March is in like the gamboling lamb here in central Missouri first. Easter is one month away and daylight savings two weeks.
We are thankful for the lovely rains we had the last week. Also the sunshine. Makes me want to get out and get digging in the good black earth. Have paged the seed catalogs many times trying to decide what we will plant this year. I have been out cleaning out the flower beds I didn’t get done last fall. The daffodils have poked up their noses and the peonies have big fat pink buds showing. We rebuilt the pergola on the south side of our house and are now choosing vines and roses to grow on it. We will avoid the woody kind of vines because they grow so tough they pulled the first one down.
Bob told m he is going to be working at my Red Barn to get the dairy barn finished and the landscaping done and some fencing built so we can move the dairy cows into that pasture and be ready to milk when the next calf is born. He and I talked this week about what I want so the whole place will be beautiful and functional. Will have to get a sink and dishwasher plumbed in too. We didn’t need them to process chickens but will to wash milking equipment. My husband, Tom, and I were discussing signage. It will be put up when the Barn is done and we are truly ready for business on a daily basis.
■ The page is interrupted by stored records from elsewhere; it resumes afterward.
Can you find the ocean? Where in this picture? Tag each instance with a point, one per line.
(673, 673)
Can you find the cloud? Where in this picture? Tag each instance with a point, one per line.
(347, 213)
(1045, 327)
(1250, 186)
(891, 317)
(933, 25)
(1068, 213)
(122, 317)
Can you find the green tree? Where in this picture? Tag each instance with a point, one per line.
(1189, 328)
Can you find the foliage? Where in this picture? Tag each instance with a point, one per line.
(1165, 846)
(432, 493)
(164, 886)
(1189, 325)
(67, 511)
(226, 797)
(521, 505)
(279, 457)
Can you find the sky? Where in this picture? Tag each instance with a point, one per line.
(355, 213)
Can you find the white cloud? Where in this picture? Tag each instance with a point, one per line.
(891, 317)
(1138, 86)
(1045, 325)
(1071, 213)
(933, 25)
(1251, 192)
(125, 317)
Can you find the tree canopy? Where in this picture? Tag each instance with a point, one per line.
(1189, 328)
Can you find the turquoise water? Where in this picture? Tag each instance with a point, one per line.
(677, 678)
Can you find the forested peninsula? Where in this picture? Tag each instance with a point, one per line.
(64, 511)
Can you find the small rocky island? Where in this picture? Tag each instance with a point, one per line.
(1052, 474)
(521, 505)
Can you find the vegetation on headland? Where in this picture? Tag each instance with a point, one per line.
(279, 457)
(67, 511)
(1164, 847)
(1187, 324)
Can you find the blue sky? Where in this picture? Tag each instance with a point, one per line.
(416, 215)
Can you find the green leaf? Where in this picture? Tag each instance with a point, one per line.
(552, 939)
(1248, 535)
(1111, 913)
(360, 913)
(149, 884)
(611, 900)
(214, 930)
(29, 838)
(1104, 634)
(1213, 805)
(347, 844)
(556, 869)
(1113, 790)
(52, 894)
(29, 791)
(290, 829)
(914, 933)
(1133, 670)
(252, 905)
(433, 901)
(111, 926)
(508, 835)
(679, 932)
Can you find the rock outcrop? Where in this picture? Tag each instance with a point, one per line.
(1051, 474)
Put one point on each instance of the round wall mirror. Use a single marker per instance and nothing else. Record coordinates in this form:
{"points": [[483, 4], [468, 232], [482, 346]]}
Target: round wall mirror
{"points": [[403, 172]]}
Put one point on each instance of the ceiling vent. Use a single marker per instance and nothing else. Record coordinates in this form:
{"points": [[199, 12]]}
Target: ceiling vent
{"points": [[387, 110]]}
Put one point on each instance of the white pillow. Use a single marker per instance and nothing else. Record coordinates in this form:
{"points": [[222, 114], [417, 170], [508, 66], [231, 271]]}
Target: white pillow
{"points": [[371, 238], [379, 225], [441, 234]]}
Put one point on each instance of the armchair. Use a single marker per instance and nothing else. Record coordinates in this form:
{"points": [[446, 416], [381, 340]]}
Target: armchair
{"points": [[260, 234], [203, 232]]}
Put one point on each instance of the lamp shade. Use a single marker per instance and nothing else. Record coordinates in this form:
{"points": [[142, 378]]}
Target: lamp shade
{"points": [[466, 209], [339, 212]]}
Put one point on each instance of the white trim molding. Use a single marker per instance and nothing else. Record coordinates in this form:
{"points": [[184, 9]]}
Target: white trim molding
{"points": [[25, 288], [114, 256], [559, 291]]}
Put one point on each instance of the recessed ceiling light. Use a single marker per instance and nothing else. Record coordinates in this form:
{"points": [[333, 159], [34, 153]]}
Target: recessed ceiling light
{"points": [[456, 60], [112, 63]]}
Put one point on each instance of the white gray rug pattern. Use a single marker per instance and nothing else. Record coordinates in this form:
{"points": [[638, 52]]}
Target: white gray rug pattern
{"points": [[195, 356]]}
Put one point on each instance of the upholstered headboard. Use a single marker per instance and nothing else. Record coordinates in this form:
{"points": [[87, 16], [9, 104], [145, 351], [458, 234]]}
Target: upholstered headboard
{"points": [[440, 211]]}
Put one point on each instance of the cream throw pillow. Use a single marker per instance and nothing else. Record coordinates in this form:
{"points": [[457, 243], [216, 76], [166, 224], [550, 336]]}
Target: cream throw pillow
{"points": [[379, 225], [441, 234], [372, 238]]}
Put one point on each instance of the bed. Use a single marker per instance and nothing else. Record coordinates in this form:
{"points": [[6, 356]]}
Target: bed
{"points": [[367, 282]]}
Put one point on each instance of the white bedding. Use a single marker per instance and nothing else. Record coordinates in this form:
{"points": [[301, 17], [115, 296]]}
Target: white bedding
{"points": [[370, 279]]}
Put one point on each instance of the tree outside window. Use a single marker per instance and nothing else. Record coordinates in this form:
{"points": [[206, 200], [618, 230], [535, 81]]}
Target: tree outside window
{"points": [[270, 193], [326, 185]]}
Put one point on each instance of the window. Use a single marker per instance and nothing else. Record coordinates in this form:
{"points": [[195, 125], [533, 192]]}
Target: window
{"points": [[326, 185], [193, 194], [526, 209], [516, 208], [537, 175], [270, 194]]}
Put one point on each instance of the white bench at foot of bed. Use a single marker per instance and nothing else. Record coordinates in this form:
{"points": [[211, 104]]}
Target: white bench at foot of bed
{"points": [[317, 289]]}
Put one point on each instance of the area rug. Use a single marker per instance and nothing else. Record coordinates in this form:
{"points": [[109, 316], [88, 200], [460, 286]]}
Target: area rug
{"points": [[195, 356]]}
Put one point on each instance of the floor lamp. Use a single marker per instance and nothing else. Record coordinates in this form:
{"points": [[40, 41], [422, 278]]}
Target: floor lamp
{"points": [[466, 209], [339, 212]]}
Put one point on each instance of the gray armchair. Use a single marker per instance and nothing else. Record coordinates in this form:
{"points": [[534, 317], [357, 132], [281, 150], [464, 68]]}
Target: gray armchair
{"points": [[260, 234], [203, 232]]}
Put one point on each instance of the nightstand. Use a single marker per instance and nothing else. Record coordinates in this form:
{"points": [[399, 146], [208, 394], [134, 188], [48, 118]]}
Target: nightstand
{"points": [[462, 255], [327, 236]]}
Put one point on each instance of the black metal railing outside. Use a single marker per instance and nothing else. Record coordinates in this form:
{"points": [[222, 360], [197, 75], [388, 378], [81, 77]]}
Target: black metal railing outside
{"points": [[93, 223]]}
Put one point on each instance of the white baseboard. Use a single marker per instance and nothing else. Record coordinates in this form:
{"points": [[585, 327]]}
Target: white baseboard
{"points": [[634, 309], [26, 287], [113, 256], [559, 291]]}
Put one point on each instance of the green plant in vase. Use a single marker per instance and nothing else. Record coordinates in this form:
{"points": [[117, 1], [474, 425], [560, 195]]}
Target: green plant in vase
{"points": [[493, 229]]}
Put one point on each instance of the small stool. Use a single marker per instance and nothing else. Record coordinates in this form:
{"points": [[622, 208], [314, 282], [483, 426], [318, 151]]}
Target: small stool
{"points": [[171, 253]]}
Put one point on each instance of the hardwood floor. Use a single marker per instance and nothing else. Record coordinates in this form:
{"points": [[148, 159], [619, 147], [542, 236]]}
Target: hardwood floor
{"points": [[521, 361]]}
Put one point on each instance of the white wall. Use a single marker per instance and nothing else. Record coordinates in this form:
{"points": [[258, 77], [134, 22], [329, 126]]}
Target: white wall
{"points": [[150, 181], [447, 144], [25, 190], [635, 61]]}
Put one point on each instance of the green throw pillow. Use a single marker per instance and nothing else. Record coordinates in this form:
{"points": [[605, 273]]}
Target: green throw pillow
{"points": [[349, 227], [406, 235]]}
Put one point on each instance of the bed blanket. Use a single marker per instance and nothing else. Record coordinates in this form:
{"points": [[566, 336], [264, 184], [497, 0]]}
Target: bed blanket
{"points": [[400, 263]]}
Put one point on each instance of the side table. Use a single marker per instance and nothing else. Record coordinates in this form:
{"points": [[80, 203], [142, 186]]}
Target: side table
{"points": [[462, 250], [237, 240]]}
The first 100 baby chicks will arrive March 6 and be ready to process May 12.
They are for sale and you can order them by emailing me how many you would like. email@example.com We do 100 chicks each month through Oct.
The baby goats born January 26 have grown much and are fun to watch and play with. Th two sheep we bought as lambs last fall are big and will be processed by Easter. Want a leg o lamb for your Easter Feast? Email me.
Our 2017 calves are fat and really pretty. Most of them will go to sale the end of March. They were mostly boys anyway. New calves should begin being born by the end of this month. Mommas have stayed fat all winter on good pasture with hay as wanted. No grain. Our new Red Devon bull is growing. He will be ready for service when it’s time. I saw him as a calf last fall and we went to Arkansas to get him on a nice day in mid January. That was a long 300 mil trip but we had no difficulty and really enjoyed the day with the people we bought him from.
Bob had so much trouble with our baler last year so he bought a different used baler and will have to do some work on it so he won’t have trouble during haying season. To get good hay means the grass and clover needs to be cut and dried and baled at the right time and usually between rains. Otherwise the food quality suffers. With the rains we have had so far we should have a good hay crop and hopefully we will get more rain as we need it. Some areas of the Midwest are quite dry. Winter wheat around here is short but green and seems like good stands We don’t row crop but are always interested in those who do. Their success certainly affects ours.
Reckon said enough now but do want to wish each of you a beautiful Spring and a truly Glorious Easter. Hope to see some of you before then.